Have you ever tried to boycott a corporation or CEO you disagree with? It’s not easy. Even if you avoid a specific brand that you know is tied to a company you hate, the problem is that company may own a number of other, seemingly unrelated brands that you just can’t avoid.
So, say, if you don’t want to give money to the Koch brothers, you’re in for a tough time. How can you possibly keep straight in your head which paper towels, disposable cups, or yoga pants to avoid when you go shopping? (The answers, by the way: Brawny, Dixie, and anything containing Lycra.)

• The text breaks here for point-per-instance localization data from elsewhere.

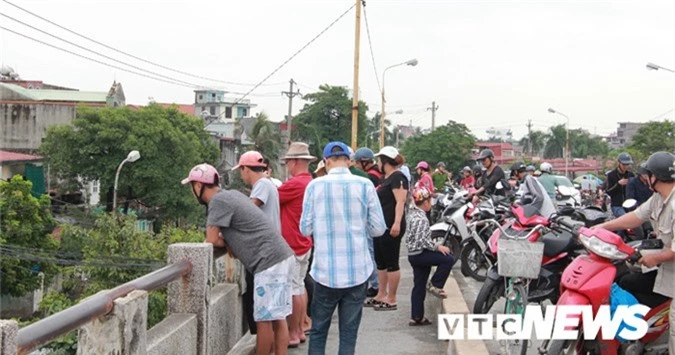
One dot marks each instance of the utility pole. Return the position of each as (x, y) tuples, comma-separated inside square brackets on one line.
[(355, 102), (433, 109), (529, 138), (289, 119)]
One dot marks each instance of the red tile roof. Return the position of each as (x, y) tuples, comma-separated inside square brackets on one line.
[(10, 156)]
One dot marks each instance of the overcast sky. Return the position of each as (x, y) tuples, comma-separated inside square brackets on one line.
[(485, 63)]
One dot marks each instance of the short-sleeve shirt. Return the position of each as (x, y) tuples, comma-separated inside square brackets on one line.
[(385, 192), (265, 191), (245, 228), (661, 213), (291, 195)]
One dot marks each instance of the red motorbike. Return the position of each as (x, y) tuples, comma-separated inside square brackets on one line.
[(588, 281)]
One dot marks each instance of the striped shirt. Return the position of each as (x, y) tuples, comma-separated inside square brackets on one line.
[(341, 211)]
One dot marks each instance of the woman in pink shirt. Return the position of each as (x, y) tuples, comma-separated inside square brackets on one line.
[(425, 180)]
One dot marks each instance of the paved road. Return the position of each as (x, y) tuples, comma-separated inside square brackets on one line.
[(470, 289), (388, 332)]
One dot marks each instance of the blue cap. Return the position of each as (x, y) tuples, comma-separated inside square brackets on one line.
[(335, 149)]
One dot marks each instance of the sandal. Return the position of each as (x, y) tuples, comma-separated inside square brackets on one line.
[(385, 307), (371, 302), (438, 292), (418, 322)]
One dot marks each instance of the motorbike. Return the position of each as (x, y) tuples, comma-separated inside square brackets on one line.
[(588, 281), (475, 262)]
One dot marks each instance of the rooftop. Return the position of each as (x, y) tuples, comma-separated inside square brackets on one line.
[(57, 95), (6, 156)]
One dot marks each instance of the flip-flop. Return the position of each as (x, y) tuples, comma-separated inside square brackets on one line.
[(385, 307), (371, 302), (419, 322)]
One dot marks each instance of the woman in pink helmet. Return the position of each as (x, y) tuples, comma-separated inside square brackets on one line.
[(425, 180)]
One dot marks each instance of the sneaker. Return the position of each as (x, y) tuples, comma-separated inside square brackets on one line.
[(372, 292)]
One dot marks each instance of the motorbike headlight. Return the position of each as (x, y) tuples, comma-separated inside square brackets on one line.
[(601, 248)]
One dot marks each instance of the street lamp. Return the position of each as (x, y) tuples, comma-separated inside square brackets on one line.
[(412, 63), (652, 66), (567, 139), (132, 157)]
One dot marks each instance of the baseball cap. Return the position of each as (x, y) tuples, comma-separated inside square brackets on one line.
[(388, 151), (336, 149), (251, 158)]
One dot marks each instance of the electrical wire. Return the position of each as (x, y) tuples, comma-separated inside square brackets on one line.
[(131, 55), (370, 44), (289, 59), (92, 59)]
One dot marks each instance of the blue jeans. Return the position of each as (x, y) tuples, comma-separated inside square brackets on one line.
[(372, 280), (618, 211), (349, 302)]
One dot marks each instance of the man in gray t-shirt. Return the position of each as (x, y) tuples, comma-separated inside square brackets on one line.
[(233, 222), (264, 193)]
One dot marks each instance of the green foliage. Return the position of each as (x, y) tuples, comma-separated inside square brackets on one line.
[(170, 143), (328, 117), (451, 143), (25, 221), (653, 137)]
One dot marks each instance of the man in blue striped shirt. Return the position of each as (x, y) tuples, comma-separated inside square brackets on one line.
[(341, 211)]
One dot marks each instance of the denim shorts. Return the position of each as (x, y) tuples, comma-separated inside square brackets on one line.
[(272, 292)]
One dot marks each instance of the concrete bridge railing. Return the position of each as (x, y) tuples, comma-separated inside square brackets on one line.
[(205, 313)]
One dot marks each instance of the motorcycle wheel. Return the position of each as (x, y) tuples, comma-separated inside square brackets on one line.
[(474, 263), (489, 293)]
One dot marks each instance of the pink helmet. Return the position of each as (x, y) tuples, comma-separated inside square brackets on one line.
[(422, 165), (204, 173), (251, 158)]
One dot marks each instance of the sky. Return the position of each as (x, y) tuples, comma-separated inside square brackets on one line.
[(484, 63)]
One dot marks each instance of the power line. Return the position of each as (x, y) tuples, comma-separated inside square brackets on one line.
[(99, 54), (92, 59), (370, 44), (131, 55), (289, 59)]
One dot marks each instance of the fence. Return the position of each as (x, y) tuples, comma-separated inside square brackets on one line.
[(204, 311)]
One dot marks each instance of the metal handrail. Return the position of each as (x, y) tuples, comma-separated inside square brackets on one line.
[(46, 330)]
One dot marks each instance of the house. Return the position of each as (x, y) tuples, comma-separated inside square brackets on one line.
[(212, 105), (25, 114), (504, 152), (28, 166), (624, 134)]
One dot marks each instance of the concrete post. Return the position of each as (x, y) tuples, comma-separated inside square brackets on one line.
[(192, 294), (8, 331), (123, 332)]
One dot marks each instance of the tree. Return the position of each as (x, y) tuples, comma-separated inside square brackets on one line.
[(654, 136), (170, 143), (25, 225), (265, 137), (451, 143), (328, 117)]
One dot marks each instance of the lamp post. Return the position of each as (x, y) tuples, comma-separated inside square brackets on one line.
[(132, 157), (412, 63), (652, 66), (567, 139)]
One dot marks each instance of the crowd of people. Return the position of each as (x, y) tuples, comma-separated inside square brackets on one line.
[(330, 239)]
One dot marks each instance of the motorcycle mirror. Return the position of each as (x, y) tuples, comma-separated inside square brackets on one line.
[(565, 191), (630, 203)]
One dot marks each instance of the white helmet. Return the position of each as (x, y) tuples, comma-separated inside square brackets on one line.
[(546, 168)]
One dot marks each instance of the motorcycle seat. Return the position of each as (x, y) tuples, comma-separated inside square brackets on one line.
[(557, 243)]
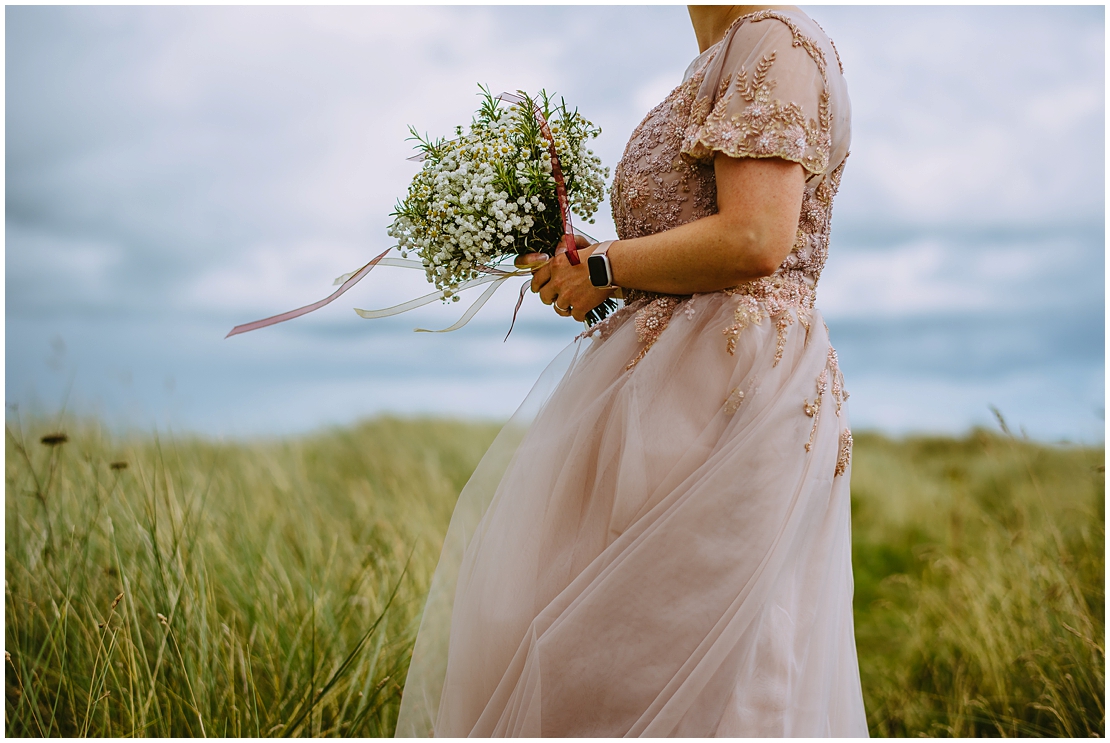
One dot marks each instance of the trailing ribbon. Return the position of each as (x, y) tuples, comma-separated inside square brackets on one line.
[(352, 280)]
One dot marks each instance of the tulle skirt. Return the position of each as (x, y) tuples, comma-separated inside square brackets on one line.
[(656, 551)]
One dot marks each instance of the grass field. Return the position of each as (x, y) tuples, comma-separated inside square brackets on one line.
[(178, 586)]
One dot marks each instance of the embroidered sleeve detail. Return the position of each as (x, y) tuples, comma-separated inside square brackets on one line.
[(743, 118)]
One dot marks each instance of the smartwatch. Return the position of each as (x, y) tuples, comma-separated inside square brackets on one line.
[(601, 271)]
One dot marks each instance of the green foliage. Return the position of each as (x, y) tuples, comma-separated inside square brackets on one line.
[(979, 586), (269, 562), (264, 588)]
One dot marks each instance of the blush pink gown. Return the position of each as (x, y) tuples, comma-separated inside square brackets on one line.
[(658, 542)]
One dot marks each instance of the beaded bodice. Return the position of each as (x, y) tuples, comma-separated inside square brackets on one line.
[(765, 90)]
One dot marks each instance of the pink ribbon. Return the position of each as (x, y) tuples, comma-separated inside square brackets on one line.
[(309, 308)]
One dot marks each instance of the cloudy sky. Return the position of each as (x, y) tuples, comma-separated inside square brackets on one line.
[(172, 172)]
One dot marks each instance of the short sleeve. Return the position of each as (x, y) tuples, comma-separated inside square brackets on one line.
[(764, 94)]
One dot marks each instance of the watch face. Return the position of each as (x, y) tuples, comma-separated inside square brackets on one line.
[(598, 271)]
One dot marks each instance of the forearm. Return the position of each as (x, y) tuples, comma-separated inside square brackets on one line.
[(703, 255), (750, 236)]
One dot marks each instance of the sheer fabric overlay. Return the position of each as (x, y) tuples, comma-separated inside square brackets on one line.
[(658, 542)]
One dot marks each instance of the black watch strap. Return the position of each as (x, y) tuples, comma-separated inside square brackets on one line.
[(601, 271)]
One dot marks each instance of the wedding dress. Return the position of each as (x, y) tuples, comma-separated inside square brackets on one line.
[(658, 541)]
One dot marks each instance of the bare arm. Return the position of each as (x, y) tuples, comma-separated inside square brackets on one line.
[(758, 202)]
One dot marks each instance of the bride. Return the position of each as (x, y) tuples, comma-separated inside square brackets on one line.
[(658, 542)]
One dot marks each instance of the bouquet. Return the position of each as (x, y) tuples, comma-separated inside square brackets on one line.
[(504, 188)]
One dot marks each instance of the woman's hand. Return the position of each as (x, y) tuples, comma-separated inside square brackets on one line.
[(565, 287)]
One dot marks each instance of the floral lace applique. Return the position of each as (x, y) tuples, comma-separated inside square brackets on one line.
[(844, 454), (831, 370), (770, 297), (651, 321), (734, 400)]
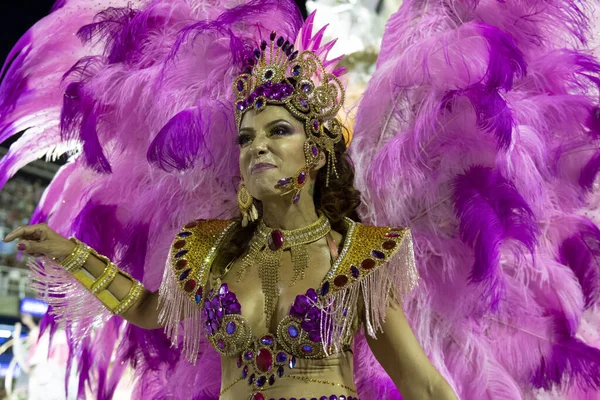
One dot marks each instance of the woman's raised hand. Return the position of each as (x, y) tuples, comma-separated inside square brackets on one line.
[(39, 240)]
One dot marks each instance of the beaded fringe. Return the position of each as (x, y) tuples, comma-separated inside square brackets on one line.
[(72, 305), (389, 284), (176, 311)]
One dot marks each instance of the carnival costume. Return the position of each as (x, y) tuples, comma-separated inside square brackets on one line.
[(479, 131)]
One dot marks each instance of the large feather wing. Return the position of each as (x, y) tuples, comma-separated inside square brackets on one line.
[(479, 130)]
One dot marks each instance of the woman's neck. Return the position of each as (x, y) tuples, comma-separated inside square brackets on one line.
[(279, 213)]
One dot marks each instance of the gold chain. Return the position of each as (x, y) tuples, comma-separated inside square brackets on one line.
[(266, 248), (230, 386), (313, 380)]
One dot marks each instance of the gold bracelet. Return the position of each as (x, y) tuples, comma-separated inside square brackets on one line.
[(104, 280), (134, 294)]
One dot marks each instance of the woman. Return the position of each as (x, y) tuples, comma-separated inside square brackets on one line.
[(284, 168), (493, 195)]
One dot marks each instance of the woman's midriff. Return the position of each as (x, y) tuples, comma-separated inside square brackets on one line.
[(333, 375)]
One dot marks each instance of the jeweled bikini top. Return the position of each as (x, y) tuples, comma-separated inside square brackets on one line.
[(319, 322)]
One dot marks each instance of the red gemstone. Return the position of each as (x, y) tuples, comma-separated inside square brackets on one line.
[(276, 240), (189, 285), (301, 178), (264, 360), (180, 264), (340, 280), (368, 263), (390, 244)]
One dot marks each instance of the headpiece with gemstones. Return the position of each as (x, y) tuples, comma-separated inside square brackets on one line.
[(299, 77)]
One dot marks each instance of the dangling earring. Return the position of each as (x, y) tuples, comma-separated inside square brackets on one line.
[(246, 204), (294, 184)]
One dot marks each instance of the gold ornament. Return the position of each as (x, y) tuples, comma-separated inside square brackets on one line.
[(246, 205), (267, 246)]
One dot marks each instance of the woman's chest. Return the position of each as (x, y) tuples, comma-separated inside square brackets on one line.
[(258, 284)]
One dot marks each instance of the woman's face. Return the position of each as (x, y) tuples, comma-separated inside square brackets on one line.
[(271, 148)]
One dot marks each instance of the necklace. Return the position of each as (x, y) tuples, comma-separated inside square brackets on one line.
[(267, 246)]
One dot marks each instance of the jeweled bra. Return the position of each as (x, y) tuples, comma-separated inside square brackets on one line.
[(306, 331)]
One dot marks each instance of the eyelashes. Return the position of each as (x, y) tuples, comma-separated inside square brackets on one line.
[(278, 130)]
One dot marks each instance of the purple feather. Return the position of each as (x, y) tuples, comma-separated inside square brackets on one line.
[(491, 110), (581, 253), (570, 360), (506, 61), (491, 211), (97, 226), (177, 144), (588, 174)]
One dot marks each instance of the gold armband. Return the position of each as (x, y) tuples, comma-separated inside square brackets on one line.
[(99, 286), (77, 258)]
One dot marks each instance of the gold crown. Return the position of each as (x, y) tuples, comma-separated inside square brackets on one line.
[(297, 80)]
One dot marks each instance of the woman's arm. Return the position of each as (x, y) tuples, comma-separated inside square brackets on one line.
[(144, 312), (401, 355)]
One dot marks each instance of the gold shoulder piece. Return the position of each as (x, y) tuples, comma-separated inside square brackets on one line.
[(193, 252), (366, 248)]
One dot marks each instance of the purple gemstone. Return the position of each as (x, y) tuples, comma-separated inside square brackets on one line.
[(314, 336), (301, 178), (185, 274), (283, 182), (181, 253), (275, 240), (378, 254), (231, 328), (224, 289), (234, 308), (293, 331), (267, 340), (307, 349)]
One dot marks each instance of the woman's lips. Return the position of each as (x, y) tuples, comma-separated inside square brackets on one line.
[(261, 167)]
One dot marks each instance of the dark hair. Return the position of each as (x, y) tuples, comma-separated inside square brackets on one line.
[(337, 200)]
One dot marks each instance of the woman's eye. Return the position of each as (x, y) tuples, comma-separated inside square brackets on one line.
[(280, 130), (243, 140)]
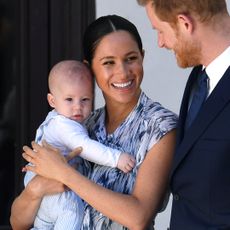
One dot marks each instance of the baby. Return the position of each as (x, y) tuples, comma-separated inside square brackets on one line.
[(71, 97)]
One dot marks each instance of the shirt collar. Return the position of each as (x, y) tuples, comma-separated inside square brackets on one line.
[(216, 69)]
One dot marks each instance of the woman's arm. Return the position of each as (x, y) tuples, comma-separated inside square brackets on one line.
[(134, 211), (25, 206)]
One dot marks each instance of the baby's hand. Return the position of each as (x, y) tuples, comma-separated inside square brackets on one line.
[(126, 162)]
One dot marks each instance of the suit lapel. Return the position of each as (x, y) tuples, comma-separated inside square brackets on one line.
[(210, 110)]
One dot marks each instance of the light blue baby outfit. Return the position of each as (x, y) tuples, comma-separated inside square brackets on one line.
[(65, 211)]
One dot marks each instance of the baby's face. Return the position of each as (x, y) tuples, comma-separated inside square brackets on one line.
[(74, 99)]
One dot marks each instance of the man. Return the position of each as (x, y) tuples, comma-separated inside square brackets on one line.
[(198, 31)]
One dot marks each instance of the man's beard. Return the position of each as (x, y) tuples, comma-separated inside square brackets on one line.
[(188, 52)]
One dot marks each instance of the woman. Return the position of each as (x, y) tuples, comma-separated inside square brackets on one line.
[(130, 121)]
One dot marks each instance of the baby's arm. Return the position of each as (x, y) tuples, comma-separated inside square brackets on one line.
[(126, 162), (75, 135)]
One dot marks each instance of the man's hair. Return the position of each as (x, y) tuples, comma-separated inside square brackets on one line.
[(203, 10)]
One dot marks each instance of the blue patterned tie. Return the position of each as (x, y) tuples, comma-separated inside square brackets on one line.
[(199, 97)]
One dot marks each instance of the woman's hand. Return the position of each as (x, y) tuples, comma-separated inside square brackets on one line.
[(47, 161)]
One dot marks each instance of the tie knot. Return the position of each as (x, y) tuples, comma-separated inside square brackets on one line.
[(203, 77)]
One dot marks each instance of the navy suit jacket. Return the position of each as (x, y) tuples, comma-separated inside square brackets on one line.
[(200, 177)]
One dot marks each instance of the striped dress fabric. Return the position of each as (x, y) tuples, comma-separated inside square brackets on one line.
[(144, 127)]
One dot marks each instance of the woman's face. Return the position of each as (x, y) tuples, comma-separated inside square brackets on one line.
[(118, 67)]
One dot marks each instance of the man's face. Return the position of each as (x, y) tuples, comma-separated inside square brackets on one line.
[(186, 48)]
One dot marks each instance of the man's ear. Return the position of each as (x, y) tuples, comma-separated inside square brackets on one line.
[(143, 53), (51, 100), (186, 23)]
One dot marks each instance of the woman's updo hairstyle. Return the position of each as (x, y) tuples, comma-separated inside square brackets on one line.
[(104, 26)]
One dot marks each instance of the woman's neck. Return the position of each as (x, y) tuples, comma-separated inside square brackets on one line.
[(116, 113)]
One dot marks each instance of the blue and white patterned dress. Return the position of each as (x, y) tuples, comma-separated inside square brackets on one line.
[(145, 126)]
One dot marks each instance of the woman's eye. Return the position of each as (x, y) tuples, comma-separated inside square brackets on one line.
[(85, 100), (132, 58), (108, 62)]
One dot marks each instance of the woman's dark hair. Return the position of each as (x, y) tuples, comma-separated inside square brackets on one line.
[(104, 26)]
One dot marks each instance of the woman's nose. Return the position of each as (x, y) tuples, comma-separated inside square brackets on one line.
[(122, 69)]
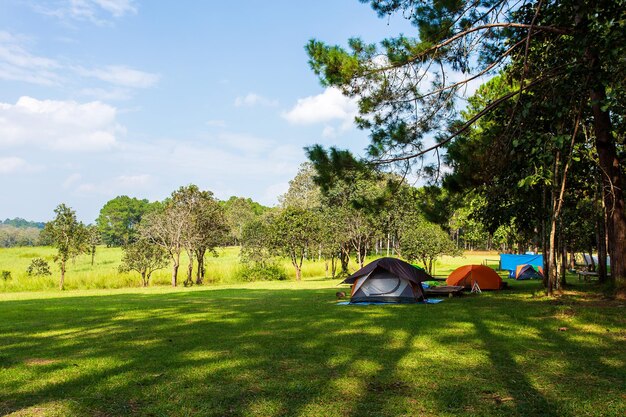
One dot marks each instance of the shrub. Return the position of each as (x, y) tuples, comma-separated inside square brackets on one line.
[(38, 267), (262, 272)]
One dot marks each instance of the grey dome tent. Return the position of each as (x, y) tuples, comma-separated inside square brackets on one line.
[(387, 280)]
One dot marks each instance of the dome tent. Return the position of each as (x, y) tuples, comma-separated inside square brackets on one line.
[(387, 280), (528, 272), (466, 276)]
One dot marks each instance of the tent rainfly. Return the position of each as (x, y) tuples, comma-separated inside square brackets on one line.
[(528, 272), (468, 275), (387, 280)]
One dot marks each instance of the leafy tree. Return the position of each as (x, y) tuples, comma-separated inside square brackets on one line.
[(21, 223), (569, 53), (119, 218), (67, 235), (94, 238), (425, 242), (294, 232), (238, 212), (38, 267), (303, 191), (165, 227), (143, 257), (205, 226)]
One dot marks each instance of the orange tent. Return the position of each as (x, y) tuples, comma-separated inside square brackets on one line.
[(467, 275)]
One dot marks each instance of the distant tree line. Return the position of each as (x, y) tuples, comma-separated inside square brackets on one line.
[(351, 220)]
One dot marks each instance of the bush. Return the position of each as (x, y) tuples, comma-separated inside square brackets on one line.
[(38, 267), (257, 272)]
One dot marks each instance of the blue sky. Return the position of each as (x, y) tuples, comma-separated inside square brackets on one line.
[(100, 98)]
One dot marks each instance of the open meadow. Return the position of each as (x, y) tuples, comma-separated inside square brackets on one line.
[(223, 268), (285, 348)]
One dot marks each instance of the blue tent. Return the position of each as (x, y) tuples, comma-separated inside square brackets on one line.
[(511, 262)]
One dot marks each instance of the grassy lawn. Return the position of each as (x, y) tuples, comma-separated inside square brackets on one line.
[(221, 269), (285, 348)]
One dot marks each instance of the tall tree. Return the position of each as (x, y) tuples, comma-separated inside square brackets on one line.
[(119, 218), (205, 226), (93, 239), (239, 211), (166, 226), (408, 88), (294, 232), (143, 257), (67, 235), (303, 192)]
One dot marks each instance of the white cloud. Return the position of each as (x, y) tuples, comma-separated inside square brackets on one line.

While services like Who Owns Who? have sprung up over the years to try to fill this information gap, the truth is it can be hard to keep track. You don’t want to have to print out a giant list and cross-reference it with every item you see in the grocery store. Check out this list: Coca-Cola Company alone is tied to more than 250 brands!
That’s where Buycott comes in. This new app turns your smartphone into a portable device for identifying brands that conflict with your principles, so you truly can vote with your wallet. Just scan the barcode, let the app look up the product, and you can find out exactly who owns the company and what they stand for.
The great thing about Buycott is that it lets users define the causes they’re most passionate about. So instead of automatically sorting companies into “good” and “bad” lists, you can define the causes that matter to you and get a completely customized experience. So you can avoid companies that oppose the labeling of GMOs, or spend a little extra on companies that have come out in support of marriage equality.
If a campaign doesn’t exist for your cause, you can easily create one — and then other users can join your boycott. You can even look up a company’s contact information to let them know exactly what you think of their business practices.
The app is totally free, and currently available for Apple devices. Android users, don’t despair — your version is currently undergoing some emergency maintenance but should be available again soon.